Victor Hugo once said: “When dictatorship is a fact, revolution becomes a right.” Throughout history, this has been the story of all great revolutions: the American Revolutionary Wars and the French Revolution in the late 18th century, the Arab Spring in 2011, and the current revolution in the making in Iran.
When the American patriots and the French tasted the bitter and harsh fact of dictatorships with bone and flesh, they exercised their right to revolution and toppled the corrupt regime at any cost.
Thousands laid down their lives and overcame obstacles to achieve freedom and independence. The oppressed nations in the world chose to use their right to self-determination and, most importantly, their right to self-defense.
The right to self-defense is a general principle of law recognized by nations under international law. It could be found in the natural law conceptions of the world’s major religious, philosophical, and cultural traditions. It is consequently a universally shared feature of the world’s foremost legal systems.
According to Oxford Academic, “The right to personal self-defense can already be discerned in a number of areas of international law, including international humanitarian law, international criminal law, the law of the sea, the law of diplomatic relations.”
A modern-day example of a nation using its right to self-defense is the Ukrainian people’s resistance against Russia’s war of aggression. The pictures of young Ukrainians bidding farewell to their loved ones to join the battlefield for their country moved the entire world and revived the value of “resistance” in Europe.
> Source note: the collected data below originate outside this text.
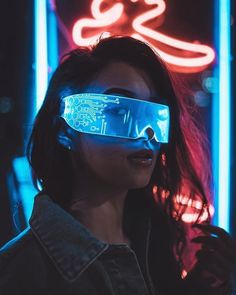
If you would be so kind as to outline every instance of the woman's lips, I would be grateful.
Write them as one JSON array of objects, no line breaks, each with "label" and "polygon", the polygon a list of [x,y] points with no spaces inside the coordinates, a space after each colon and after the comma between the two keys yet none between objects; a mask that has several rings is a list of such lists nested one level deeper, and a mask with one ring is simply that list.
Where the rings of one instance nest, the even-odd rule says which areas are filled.
[{"label": "woman's lips", "polygon": [[149,167],[152,165],[152,162],[153,162],[152,159],[145,159],[145,158],[129,158],[128,160],[132,164],[143,166],[143,167]]},{"label": "woman's lips", "polygon": [[153,163],[153,157],[154,154],[152,150],[143,149],[130,154],[128,160],[136,166],[149,167]]}]

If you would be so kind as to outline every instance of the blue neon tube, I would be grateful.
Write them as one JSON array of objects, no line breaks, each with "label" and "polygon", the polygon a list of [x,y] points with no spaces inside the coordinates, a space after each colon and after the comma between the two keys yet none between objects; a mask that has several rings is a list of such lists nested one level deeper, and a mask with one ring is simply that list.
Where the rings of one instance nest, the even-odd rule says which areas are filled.
[{"label": "blue neon tube", "polygon": [[35,110],[39,110],[48,84],[47,0],[35,0]]},{"label": "blue neon tube", "polygon": [[57,34],[57,18],[56,8],[52,1],[48,1],[47,14],[47,39],[48,39],[48,65],[49,65],[49,79],[58,66],[58,34]]},{"label": "blue neon tube", "polygon": [[216,0],[218,93],[213,102],[213,174],[215,222],[230,231],[230,0]]}]

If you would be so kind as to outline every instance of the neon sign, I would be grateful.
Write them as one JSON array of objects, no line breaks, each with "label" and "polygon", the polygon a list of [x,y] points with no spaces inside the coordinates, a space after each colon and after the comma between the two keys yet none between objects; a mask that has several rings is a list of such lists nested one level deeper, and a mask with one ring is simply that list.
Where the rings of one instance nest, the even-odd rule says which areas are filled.
[{"label": "neon sign", "polygon": [[[212,63],[215,53],[211,47],[181,41],[151,28],[150,25],[145,25],[145,23],[157,22],[163,16],[166,10],[164,0],[130,0],[130,4],[137,2],[139,4],[142,2],[141,4],[145,5],[142,11],[147,7],[149,9],[141,14],[137,14],[137,10],[133,10],[135,13],[132,16],[132,11],[129,14],[126,12],[129,8],[128,1],[124,5],[118,1],[112,4],[111,0],[93,0],[91,4],[93,18],[81,18],[73,26],[74,42],[80,46],[88,46],[95,44],[101,34],[102,37],[107,37],[112,34],[125,33],[149,43],[173,71],[199,72]],[[130,23],[131,29],[127,30]],[[87,36],[85,36],[85,32],[87,32]]]}]

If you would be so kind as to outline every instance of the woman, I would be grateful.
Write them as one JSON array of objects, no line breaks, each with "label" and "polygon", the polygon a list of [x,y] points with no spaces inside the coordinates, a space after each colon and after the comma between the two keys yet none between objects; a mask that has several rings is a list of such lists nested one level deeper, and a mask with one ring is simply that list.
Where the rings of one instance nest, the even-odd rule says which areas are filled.
[{"label": "woman", "polygon": [[[2,249],[0,293],[231,294],[233,241],[209,214],[198,224],[210,198],[205,144],[146,44],[113,37],[70,52],[34,124],[41,192],[30,227]],[[190,262],[183,193],[203,204]]]}]

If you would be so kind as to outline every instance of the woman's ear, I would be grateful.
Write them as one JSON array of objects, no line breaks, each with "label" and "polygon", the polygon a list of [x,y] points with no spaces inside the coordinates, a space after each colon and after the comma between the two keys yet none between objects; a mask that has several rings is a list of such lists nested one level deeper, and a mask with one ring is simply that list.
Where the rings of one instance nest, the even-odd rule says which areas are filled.
[{"label": "woman's ear", "polygon": [[59,133],[57,135],[57,140],[67,150],[71,150],[72,149],[72,141],[71,141],[71,139],[67,135],[65,135],[63,133]]},{"label": "woman's ear", "polygon": [[68,126],[62,118],[57,118],[56,120],[57,129],[57,141],[65,149],[72,150],[73,142],[68,133]]}]

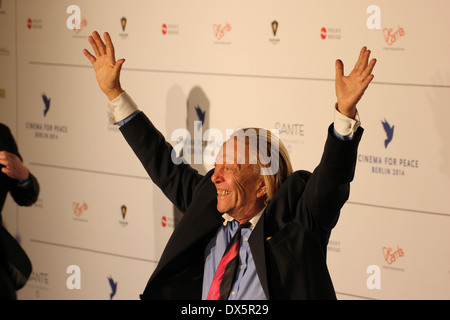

One might argue that what happened in Ukraine was a legal response to a foreign invasion. But shouldn’t we also consider tyrannies that usurped people’s sovereignty as real invaders of a country?
History of humanity is filled with examples of oppressed nations not just using their right to self-defense but also using what many describe as the “right to rebel against tyranny.” Thomas Jefferson, one of the American founding fathers, said that it was not only the people’s right but their duty to overthrow a repressive government.
These laws and theories are not limited to a specific nation or people of a particular race. They are universal. So why wouldn’t Iranian people, who have been suffering immensely at the hand of the totalitarian regime use these rights?
Since usurping power in 1979, the clerics ruling Iran have been using violence to quell a society that rejected their backward ruling from day one. In June 1981, the Islamic Republic’s founder, Ruhollah Khomeini, ordered the Revolutionary Guards (IRGC) to open fire on a peaceful protest rally in Tehran, killing and arresting thousands. That night, many Iranian teenagers were sent to the gallows, and the torturers didn’t bother themselves to identify the victims. The pictures of young girls hanged on June 20, 1981, were published in the newspapers on the day after; the Judiciary called on their parents to identify them.
In the summer of 1988, over 30,000 political prisoners were hanged in a matter of a few months. They were sentenced to death in minutes-long kangaroo trials because they wanted freedom and democracy. During the November 2019 uprising in Iran, the IRGC forces killed over 1500 protesters in a few of days.
Since the new protests erupted in Iran in September, Iranian authorities have resorted to violence, beating protesters to death on streets, torturing and raping others in prisons or safe houses. The regime’s brutality has shocked the world.
After decades of witnessing crimes against humanity and being deprived of their basic rights, what is the Iranian people’s choice but to overthrow a vicious dictatorship? Are they not entitled to practice their right to self-defense in the face of the regime?
The Iranian people have not asked for violence. They deem their God-given rights of freedom and dignity. They have asked for change, but authorities have responded with bullets. John F. Kennedy once said: “Those who make a peaceful change (reform) impossible make a violent change (revolution) inevitable.”
The Iranian people are using the right to rebel against tyranny by paying a heavy price. The world applauded Ukrainians and Arab nations when they took up arms and fought for their legitimate rights. History is proud of the revolutions in France and the United States.
As the Europeans are moving forward with designating the IRGC as a terrorist organization, Western powers should also recognize the Iranian people’s right to self-defense against the terrorist regime.
The international community should recognize and allow Iranians to determine their future after a century of dictatorial rule under the Pahlavi and Khomeini regimes. Acknowledging the Iranian people’s right to self-defense against a warmongering regime that is a threat to world peace and security and putting maximum pressure on it strengthens order and stability.